Nous croyons que les comportements sont contenus dans les idées, et ce n’est pas tout à fait vrai. Les idées jouent un rôle dans les comportements mais les comportements ne sortent pas tout droit des idées comme des flèches sortent des arcs pour atteindre leur cible, obtenir ce que tout le monde déclare vouloir. Cela vaut pour tout. En matière d’écologie, nous savons et continuons d’agir de la même façon, d’épuiser la Terre et l’atmosphère. Savoir ne nous informe pas, ne modifie pas notre attitude, ne nous modifie pas.

Il n’empêche que l’idée persiste : inscrire dans la Constitution une idée, un principe, lui donnerait une valeur quasiment absolue et la sortirait du débat public, quand bien même tout le monde peut voir que cela ne fonctionne pas.

La politique est investie depuis une dizaine d’années par l’idée que notre vie sort des décisions de nos dirigeants : ils peuvent tout (et ne font rien). C’est ce qu’on appelle le populisme : un peuple uni par un « intérêt général » qu’il connait et des dirigeants qui trahissent sans cesse cet intérêt général pour s’enrichir personnellement, ce qui est leur seul but (caché).
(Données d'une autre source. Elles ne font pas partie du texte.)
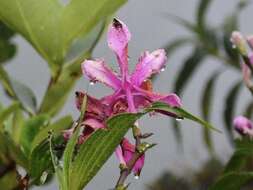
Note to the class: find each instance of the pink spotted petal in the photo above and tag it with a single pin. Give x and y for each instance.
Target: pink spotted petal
(91, 125)
(119, 155)
(139, 165)
(98, 71)
(243, 126)
(149, 64)
(118, 38)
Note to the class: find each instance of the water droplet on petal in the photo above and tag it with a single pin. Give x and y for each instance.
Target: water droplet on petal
(179, 119)
(92, 83)
(136, 177)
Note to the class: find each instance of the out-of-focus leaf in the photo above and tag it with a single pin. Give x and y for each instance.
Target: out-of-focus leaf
(4, 114)
(56, 127)
(188, 68)
(185, 23)
(40, 162)
(14, 150)
(17, 125)
(249, 110)
(58, 92)
(51, 27)
(232, 181)
(207, 101)
(25, 95)
(4, 79)
(31, 128)
(175, 44)
(9, 180)
(202, 12)
(230, 25)
(7, 48)
(86, 43)
(18, 91)
(242, 154)
(229, 108)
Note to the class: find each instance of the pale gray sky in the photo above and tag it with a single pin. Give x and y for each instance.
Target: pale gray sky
(150, 31)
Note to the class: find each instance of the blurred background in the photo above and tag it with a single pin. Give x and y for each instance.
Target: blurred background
(151, 29)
Soi-disant caché parce qu’on parle beaucoup de ça à leur propos. L’action politique consiste à se tourner vers les dirigeants pour leur faire avouer leurs torts, afin qu’ils modifient leurs décisions dans un sens favorable au peuple uni et qui sait ce qu’il veut. Il y a des partis qui se réclament du populisme, cette tendance lourde, cette mentalité les a tous atteints cependant.
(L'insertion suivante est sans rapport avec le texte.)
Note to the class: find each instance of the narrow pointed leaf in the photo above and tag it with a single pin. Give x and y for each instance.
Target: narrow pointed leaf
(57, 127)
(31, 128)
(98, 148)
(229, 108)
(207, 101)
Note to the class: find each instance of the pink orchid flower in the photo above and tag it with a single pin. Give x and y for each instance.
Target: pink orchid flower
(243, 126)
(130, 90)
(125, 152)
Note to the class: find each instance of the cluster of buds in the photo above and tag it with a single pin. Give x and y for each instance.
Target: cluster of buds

Or les problèmes écologiques, pas plus que le reste, ne dépendent des décisions des dirigeants, pas d’abord, pas exclusivement. Le problème écologique, c'est l'avidité de chacun et de tous ; ce n'est pas les mauvaises décisions des affreux dirigeants. Inconsciemment, le reproche fait aux dirigeants est qu’ils ne savent pas prendre des décisions qui compenseraient les dommages créés à la nature par notre activité énergivore. Par exemple, Anne Baldens va être jugée : elle a décroché un portrait du président dans une mairie pour, dit-elle « que les gouvernants et les décideurs économiques fassent leur part et cessent de détruire la planète et tout ce qui y vit. » Quelle est cette part ?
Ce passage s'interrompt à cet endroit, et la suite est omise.